Yaron's WikiWorks, for example will be happy to work with you on it - they
live and breath Mediawikis. Just don't expect that somebody will do work for
you for free only because Wikimedia foundation is non-for-profit and their
projects don't charge money. We all need to eat and software developers are
expansive, especially good ones, especially those who can do both complex
and user friendly software. Don't insult people by saying that they didn't
make something you need, they already spend time that they could've spent on
their families.

Thank you,

Sergey


--
Sergey Chernyshev
http://www.sergeychernyshev.com/


On Wed, Mar 3, 2010 at 5:34 PM, fl foxyloxy.wikime...@gmail.com wrote:


 On Wed, 3 Mar 2010 10:31 pm, Platonides wrote:
  fl wrote:
   I would disagree. The Wikimedia software has been released under an
  open
   source license: While the WMF certainly has no obligation to improve
  the
   software, they most definately have an obligation to release the
  source
   code to third-parties.
 
  Wrong.
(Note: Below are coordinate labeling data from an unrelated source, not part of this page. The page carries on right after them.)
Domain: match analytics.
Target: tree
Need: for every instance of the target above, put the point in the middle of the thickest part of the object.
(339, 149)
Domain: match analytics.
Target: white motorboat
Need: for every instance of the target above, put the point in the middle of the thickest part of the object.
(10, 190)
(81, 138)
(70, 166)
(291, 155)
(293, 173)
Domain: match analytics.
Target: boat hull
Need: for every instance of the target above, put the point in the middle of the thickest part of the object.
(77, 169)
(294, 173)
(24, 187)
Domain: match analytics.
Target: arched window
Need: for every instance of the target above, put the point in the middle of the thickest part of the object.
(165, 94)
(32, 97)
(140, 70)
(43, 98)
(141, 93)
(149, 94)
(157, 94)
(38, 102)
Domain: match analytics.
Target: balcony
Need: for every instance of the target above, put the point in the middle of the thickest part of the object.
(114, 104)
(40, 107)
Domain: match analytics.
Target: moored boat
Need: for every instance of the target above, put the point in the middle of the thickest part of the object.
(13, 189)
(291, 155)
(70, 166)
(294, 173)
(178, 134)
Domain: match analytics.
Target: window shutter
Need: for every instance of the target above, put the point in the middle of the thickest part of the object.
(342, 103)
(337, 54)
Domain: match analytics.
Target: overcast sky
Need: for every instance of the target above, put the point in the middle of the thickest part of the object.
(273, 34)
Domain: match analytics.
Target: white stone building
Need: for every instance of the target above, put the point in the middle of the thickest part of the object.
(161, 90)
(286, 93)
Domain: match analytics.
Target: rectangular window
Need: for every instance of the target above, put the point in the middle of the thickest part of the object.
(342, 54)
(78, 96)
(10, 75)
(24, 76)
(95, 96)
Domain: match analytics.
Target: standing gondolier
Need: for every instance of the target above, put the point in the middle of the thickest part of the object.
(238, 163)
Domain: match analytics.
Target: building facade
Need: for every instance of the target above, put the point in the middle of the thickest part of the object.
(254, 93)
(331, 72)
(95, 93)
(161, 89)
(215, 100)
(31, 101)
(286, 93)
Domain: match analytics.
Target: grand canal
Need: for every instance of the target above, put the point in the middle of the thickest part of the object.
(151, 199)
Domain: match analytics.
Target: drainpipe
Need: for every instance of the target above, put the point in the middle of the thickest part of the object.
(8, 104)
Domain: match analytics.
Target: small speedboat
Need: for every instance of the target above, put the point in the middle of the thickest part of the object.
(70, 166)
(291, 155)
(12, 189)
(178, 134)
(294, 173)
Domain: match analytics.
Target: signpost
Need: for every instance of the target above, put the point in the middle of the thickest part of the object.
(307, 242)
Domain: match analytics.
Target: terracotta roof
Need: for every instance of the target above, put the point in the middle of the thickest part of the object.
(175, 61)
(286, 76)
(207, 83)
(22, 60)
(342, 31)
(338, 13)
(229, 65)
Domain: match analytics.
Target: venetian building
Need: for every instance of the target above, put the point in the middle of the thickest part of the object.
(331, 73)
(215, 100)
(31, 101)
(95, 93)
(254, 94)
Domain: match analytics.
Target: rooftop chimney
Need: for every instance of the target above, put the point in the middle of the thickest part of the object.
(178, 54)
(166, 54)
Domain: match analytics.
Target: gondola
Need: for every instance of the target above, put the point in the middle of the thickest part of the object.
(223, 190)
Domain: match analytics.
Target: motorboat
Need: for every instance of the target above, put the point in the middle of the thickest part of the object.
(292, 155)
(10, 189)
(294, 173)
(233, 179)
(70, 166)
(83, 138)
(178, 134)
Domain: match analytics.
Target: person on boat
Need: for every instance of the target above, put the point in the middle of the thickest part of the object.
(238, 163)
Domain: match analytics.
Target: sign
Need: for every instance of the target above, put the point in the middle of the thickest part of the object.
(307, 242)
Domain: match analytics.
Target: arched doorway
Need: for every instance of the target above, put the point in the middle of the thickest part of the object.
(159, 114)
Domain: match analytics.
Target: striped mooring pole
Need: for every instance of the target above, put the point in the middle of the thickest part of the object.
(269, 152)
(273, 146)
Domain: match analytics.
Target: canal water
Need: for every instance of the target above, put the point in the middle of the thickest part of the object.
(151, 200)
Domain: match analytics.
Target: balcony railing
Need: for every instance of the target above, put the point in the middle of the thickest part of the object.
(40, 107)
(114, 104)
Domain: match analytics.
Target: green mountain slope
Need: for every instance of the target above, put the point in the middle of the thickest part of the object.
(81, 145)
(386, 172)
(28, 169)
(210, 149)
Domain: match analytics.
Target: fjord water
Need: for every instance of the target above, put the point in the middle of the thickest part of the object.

They do it, and it's consistent with their mission, but they
  have
  no obligation to do that. They could even have MediaWiki be closed
  source software.

 No, they can't. As far as I am aware, MediaWiki is released under the
 GNU General Public License[1], which stipulates, among other things, the
 requirement to release a program's source code to the public and to
 release any derived changes under the same license[2].

 If the WMF were to try and convert MediaWiki to a closed source project,
 they would be liable to legal actions against them.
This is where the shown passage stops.